FIGS. 12A to 12D show the manner in which the image processing algorithm for detecting foreign matter in a frozen food is generated by the phylogenetic image processing. FIG. 12A shows the positions of the foreign matter contained in the package of the frozen pilaf constituting a frozen food. The outer peripheral portion where nothing is contained is high in X-ray transmittance and white in color. Inside the package, rice grains and other ingredients appear as an white-flecked image. FIG. 2B shows the original image (not the original image in the teacher data set) as it is. FIG. 12C shows an original image processed by the image processing algorithm (chromosome) formed by the learning (optimization) using the teacher data set and obtained at about the 10th generation. The pixel value at the coordinate having the foreign matter is seen to have become higher than that of rice grains. FIG. 12D, on the other hand, shows an original image processed by the image processing algorithm obtained at about the 100th generation. Once the stage as far as this is reached, the presence or absence can be stably detected with the pixel value of about 6 or 7 as a threshold. In the case under consideration, the last process for detecting the presence or absence of foreign matter using a threshold is not included in the image processing algorithm to be optimized. As described above, all the processes before determining the detection result are not necessarily optimized.

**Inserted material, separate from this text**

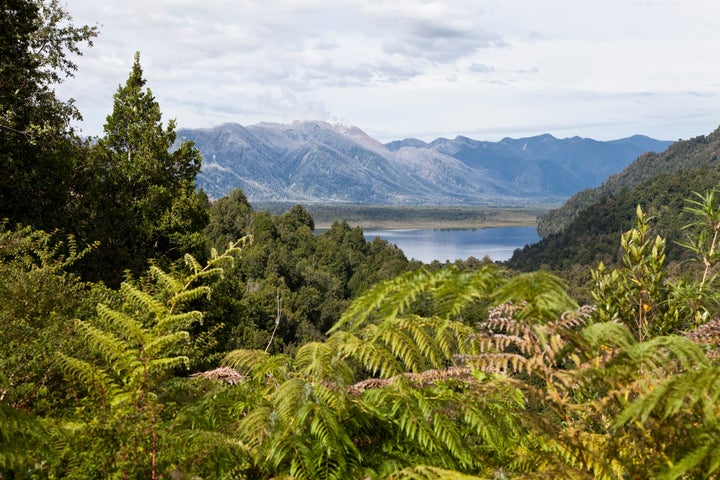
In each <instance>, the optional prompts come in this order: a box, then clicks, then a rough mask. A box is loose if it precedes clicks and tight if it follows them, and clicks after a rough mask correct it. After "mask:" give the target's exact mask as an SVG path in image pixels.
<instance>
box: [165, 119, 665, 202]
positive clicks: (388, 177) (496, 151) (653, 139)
mask: <svg viewBox="0 0 720 480" xmlns="http://www.w3.org/2000/svg"><path fill="white" fill-rule="evenodd" d="M178 138H179V139H180V140H192V141H193V142H195V144H196V146H197V147H198V149H199V150H200V153H201V154H202V156H203V165H202V171H201V173H200V174H199V175H198V177H197V183H198V187H200V188H202V189H203V190H204V191H205V192H206V193H207V194H208V196H210V198H220V197H222V196H225V195H227V194H228V193H229V192H231V191H232V190H233V189H235V188H242V189H243V191H244V193H245V195H246V196H247V198H248V199H249V200H250V201H251V202H269V201H283V202H288V201H289V202H297V203H348V204H374V205H519V204H524V205H527V204H529V203H553V202H554V203H557V202H561V201H564V200H565V199H567V198H568V197H570V196H571V195H573V194H575V193H576V192H578V191H580V190H583V189H586V188H591V187H596V186H598V185H600V184H601V183H602V182H603V181H604V180H605V179H606V178H607V177H608V176H609V175H611V174H613V173H617V172H619V171H621V170H622V169H623V168H625V167H626V166H627V165H628V164H630V162H632V161H633V160H634V159H635V158H637V157H638V155H640V154H641V153H643V152H647V151H663V150H665V149H666V148H667V147H668V146H669V145H670V144H671V143H672V142H668V141H661V140H655V139H652V138H649V137H646V136H642V135H634V136H632V137H628V138H623V139H619V140H613V141H597V140H593V139H588V138H581V137H573V138H565V139H558V138H555V137H553V136H552V135H549V134H544V135H539V136H534V137H528V138H520V139H512V138H504V139H502V140H501V141H499V142H487V141H479V140H473V139H471V138H467V137H462V136H458V137H456V138H454V139H452V140H450V139H445V138H438V139H436V140H434V141H432V142H429V143H427V142H424V141H422V140H418V139H405V140H399V141H393V142H390V143H385V144H383V143H381V142H379V141H377V140H375V139H373V138H371V137H370V136H368V135H367V134H366V133H365V132H363V131H362V130H361V129H359V128H357V127H354V126H346V125H335V124H329V123H326V122H320V121H301V122H294V123H292V124H278V123H260V124H257V125H252V126H242V125H239V124H234V123H226V124H222V125H219V126H216V127H212V128H205V129H182V130H179V131H178Z"/></svg>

FIGS. 13A to 13D show an example of the target image and the weighted image obtained in this case. FIG. 13A shows an example of the target image involved, in which the pixel values at the positions of foreign matter contained are shown high. The system optimizes the image processing algorithm to obtain this image of the processing result. Specifically, the chromosomes of each generation are evaluated as to the degree to which the result of processing is different from a target image, and if low in evaluation (with the processing result considerably different from the target image), selected and cannot survive to the next generation. In the process, what is important is the degree to which the processing result is different from the target image. In the case where the greater part of the target image is black and only a small part thereof is white as shown in FIG. 13B, a chromosome by which a deep black image is output as the processing result would also gain a high evaluation. Such a chromosome (image processing), however, has no actual significance. In such a case, the condition that the position where foreign matter is contained is as white as in the target image is given priority (weighted) in evaluation, and therefore, the weighted image as shown in FIG. 13C is effectively used. In the weighted image, the coordinate higher in pixel value is weighted more to evaluate the difference from the target image.
On the other hand, JP-A-7-121494 discloses a neural network (perceptron) in which the desired output signal can be easily obtained also for the non-learning input signal by simple learning using the learning input signal and the corresponding teacher signal. It is well known that the pattern can be recognized from the image also using this neural network. Also in this case, a set of the learning input signal and the teacher signal is required to be prepared in advance. The set of the learning input signal and the teacher signal is also called a teacher data set according to this invention. In the pattern recognition using the neural network, the preprocessing such as the noise elimination may be carried out on the input image. According to this invention, however, such a preprocessing is not included in the learning (optimization).